In the examples below the input is either the file xyz.blast in default blast format or the file xyz.cblast in columnar blast format obtained with the blast -m8 or -m9 options.
1. mcxdeblast --line-mode=abc --out=- xyz.blast | mcl - --abc -o xyz.clus
2. mcxdeblast --m9 --line-mode=abc --out=- xyz.cblast | mcl - --abc -o xyz.clus
3. cut -f 1,2,11 xyz.cblast |\
mcl - --abc --abc-neg-log -abc-tf 'mul(0.4343), ceil(200)' -o xyz.clus
All the lonely hyphens livening up the examples serve to seal the communication between mcxdeblast (the parse program) and mcl (the clustering program). The abc options indicate that mcxdeblast sends and mcl both receives and sends data in simple label-type format. Read more in the manual.
The first two examples use the blast parser mcxdeblast with respectively default blast format and columnar blast format. In these examples mcxdeblast log-transforms the blast e-values and sets the largest allowed transformed value to 200 corresponding with a lowest allowed e-value of 1e-200.

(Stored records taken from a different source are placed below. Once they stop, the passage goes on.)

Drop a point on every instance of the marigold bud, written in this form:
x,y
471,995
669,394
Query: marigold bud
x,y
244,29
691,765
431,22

In the third line the columnar format is parsed by the standard UNIX cut(1) utility. The columnar format must have been created with the BLAST -m8 option so that no comment lines are present (alternatively these can be filtered out using grep of course). Now mcl has to apply the log-transformation itself, as specified with --abc-neg-log. The log transform is done with the natural logarithm; the transformation to the customary 10-based logarithm is achieved by the multiplication step mul(0.4343). The value is finally trimmed to the largest allowed value with ceil(200). The entire string 'mul(0.4343), ceil(200)' is argument to the transformation option -abc-tf.

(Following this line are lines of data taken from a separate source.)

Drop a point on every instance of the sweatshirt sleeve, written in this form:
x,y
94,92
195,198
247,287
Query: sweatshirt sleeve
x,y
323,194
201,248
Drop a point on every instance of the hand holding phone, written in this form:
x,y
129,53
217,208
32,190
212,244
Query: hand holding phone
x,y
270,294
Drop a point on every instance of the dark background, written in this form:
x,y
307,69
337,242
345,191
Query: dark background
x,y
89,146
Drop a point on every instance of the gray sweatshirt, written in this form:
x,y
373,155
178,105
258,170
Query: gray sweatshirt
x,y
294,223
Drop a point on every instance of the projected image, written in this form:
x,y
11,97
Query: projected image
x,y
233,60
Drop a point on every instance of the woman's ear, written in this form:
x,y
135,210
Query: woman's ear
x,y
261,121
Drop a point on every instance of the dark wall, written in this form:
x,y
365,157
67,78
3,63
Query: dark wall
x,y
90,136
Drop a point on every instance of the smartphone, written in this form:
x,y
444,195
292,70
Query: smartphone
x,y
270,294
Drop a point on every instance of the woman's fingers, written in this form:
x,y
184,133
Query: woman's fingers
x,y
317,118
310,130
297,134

It is possible to do all the transformations just once and cache the results. In each of the following examples two files xyz.mci and xyz.tab are created from which mcl can directly proceed.
1. mcxdeblast --line-mode=abc --out=- xyz.blast | mcxload -abc - --stream-mirror -write-tab xyz.tab -o xyz.mci
2. mcxdeblast --m9 --line-mode=abc --out=- xyz.cblast | mxload -abc - --stream-mirror -write-tab xyz.tab -o xyz.mci
3. cut -f 1,2,11 xyz.cblast |\
mcxload -abc - --stream-neg-log -stream-tf 'mul(0.4343), ceil(200)' --stream-mirror\
-write-tab xyz.tab -o xyz.mci
This may look intimidating, but inspection reveals that these are recipes in which the file name stem is the only thing that needs changing between different experiments. The --stream-mirror option has to be supplied to tell mcxload that it needs to ensure that the output graph is undirected. Since mcl will do this automatically no similar option was present in the previous examples. To obtain clusterings from xyz.mci and xyz.tab one proceeds as follows.
mcl xyz.mci -use-tab xyz.tab -I 1.4 mcl xyz.mci -use-tab xyz.tab -I 2 mcl xyz.mci -use-tab xyz.tab -I 3 mcl xyz.mci -use-tab xyz.tab -I 4 mcl xyz.mci -use-tab xyz.tab -I 5
This example shows a few clustering runs with different inflation values. The -o option is not used, so mcl will create meaningful and unique output names by itself.